First though, I paid someone to be my guide into the publishing world because I thought it would be good for advice + accountability. Yet, after 50+ years of being me, I'm finally admitting that I usually do/don't do what I want regardless of whether it's good for me or an egregious waste of money. My writing workshop leader is wonderful and I do not begrudge her in any way the fee or cost of her book - I have found a lot of the planning tips & goal setting worksheets useful, and checking in on the web forum every week [or three] with her and other writers also helps me to put my thoughts & ideas in order. But it has also made me realize, after a few months of frenzied and slightly distressing submissions to poetry journals, that Being A Writer is not really what I want to do; I just want to write.

The first two places I sent poems this year both accepted my work right away; at the time this certainly meant I was a Capital P Poet at long last, so I set up a daily writing & revising schedule then chose ridiculously esoteric places to submit.

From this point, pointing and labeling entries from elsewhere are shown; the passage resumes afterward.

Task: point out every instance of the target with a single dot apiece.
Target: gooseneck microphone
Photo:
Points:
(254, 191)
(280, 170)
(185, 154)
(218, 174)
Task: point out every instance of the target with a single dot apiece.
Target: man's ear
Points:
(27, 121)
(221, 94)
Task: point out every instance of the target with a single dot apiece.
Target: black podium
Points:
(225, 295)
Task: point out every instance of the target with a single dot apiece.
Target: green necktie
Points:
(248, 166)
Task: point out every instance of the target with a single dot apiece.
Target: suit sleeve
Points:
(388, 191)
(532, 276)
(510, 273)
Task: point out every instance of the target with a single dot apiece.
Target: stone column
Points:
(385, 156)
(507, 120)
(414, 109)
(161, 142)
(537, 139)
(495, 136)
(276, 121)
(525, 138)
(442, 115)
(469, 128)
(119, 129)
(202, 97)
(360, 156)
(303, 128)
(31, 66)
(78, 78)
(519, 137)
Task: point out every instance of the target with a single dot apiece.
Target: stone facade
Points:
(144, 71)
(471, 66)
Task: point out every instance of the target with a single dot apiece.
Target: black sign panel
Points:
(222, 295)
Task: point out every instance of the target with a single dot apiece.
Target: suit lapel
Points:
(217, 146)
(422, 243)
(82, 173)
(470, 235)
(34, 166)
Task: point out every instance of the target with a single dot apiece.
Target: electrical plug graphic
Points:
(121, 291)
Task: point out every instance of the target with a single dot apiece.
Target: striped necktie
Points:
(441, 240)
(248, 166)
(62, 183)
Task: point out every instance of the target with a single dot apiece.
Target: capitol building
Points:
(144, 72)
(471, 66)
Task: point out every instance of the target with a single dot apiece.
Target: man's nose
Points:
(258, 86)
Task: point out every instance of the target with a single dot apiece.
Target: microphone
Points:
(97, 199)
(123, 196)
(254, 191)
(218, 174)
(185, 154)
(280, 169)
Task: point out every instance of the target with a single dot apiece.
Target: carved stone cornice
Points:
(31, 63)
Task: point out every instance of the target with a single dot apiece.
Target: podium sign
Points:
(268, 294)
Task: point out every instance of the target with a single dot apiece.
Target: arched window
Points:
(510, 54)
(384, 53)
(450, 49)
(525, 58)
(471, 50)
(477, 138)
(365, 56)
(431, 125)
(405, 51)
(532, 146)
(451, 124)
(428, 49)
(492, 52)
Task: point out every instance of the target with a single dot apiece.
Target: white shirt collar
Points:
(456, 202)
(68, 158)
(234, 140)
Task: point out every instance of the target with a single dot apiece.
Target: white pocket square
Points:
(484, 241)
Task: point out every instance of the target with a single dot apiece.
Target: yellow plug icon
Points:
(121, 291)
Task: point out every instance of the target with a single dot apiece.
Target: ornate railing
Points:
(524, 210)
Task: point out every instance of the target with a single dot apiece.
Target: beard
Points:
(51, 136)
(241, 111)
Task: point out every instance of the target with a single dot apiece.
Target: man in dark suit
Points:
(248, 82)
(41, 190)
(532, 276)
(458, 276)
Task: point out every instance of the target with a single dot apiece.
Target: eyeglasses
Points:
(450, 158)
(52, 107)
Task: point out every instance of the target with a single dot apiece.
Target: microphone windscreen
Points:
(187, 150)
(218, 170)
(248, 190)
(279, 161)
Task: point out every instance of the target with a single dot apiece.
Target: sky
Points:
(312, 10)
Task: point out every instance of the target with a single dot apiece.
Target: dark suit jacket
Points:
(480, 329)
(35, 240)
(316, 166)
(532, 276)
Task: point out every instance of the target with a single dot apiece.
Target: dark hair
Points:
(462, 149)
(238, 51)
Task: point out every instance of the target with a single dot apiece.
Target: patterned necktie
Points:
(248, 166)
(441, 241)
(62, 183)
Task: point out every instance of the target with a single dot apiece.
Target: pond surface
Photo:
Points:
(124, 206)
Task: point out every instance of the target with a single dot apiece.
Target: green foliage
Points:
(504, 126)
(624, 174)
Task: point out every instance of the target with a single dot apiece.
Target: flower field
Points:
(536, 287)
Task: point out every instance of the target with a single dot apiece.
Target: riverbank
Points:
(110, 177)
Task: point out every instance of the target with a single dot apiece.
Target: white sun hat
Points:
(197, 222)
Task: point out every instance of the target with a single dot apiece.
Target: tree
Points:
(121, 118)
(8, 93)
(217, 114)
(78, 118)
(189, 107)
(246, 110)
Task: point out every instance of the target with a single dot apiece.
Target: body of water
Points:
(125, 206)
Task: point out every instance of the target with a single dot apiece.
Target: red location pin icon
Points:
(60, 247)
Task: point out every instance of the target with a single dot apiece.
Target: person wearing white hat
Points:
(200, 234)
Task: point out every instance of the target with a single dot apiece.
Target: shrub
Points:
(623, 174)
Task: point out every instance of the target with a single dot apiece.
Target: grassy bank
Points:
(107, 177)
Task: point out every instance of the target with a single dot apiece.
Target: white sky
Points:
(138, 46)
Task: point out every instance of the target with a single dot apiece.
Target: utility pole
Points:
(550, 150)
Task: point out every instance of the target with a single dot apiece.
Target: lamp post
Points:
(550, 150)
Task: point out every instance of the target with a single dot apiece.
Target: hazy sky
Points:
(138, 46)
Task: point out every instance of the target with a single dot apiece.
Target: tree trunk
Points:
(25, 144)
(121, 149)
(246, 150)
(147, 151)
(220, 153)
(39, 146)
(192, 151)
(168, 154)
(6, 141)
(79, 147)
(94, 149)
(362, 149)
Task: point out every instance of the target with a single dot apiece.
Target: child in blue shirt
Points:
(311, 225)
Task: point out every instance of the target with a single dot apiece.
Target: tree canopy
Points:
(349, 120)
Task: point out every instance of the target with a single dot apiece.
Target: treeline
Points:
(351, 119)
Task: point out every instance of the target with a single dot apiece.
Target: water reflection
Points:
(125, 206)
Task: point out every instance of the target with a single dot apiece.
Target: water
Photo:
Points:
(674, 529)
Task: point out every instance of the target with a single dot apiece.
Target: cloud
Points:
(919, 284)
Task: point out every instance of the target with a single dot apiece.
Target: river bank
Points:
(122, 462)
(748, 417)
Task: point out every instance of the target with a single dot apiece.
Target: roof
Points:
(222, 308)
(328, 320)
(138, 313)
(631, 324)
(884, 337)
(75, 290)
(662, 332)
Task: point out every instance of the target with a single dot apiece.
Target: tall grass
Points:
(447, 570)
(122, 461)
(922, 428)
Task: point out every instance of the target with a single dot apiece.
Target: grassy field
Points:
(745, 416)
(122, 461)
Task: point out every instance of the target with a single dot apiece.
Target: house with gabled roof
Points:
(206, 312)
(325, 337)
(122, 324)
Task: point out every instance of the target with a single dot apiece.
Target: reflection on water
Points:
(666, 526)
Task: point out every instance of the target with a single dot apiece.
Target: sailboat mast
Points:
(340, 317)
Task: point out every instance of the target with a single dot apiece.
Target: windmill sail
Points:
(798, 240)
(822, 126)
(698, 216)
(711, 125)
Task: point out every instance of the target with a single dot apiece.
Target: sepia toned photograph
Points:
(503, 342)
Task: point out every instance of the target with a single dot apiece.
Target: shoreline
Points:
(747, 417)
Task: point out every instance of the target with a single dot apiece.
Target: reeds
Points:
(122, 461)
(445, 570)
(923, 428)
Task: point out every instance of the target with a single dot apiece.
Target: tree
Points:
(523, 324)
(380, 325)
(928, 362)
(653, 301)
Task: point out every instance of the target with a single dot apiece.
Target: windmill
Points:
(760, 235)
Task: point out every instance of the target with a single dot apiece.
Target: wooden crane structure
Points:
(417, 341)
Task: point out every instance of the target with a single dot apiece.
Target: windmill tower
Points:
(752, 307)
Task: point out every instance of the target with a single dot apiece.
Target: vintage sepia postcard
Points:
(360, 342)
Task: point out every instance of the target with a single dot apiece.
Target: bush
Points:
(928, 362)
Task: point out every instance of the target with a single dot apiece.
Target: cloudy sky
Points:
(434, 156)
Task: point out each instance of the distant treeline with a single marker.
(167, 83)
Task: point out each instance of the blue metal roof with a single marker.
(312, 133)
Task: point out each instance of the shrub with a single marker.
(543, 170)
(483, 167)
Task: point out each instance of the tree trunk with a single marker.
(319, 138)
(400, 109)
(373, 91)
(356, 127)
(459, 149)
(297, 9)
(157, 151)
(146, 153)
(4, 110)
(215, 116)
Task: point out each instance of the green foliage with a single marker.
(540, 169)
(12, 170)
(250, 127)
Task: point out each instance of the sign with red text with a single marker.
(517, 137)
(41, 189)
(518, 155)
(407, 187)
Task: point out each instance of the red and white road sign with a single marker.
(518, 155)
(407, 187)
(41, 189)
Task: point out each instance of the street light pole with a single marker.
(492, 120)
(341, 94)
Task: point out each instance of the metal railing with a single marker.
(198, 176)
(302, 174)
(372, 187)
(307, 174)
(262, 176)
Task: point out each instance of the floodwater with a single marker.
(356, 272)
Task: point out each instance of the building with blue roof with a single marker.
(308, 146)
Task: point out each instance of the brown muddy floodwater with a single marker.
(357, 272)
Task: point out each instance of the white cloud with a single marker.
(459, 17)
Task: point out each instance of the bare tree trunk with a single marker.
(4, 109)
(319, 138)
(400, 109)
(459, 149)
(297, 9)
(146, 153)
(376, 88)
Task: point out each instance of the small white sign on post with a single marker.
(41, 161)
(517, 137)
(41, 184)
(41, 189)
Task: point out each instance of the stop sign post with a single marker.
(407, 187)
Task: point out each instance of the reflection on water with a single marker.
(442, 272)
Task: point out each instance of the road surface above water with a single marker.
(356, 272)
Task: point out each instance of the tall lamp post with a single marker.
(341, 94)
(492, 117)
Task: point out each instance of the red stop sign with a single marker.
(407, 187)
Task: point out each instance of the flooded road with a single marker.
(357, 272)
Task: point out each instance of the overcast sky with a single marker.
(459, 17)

But when the rejection emails began to arrive, mercifully staggered and gentle yet still disheartening I, in dismal role model fashion, abandoned my routine and went back to simply writing every few days while eating breakfast on my porch, revising occasionally because something lodges in my brain for hours, only considering submission to small obscure journals craving content.

I like writing. I sometimes savor revision. And of course I appreciate recognition, but that isn't the goal.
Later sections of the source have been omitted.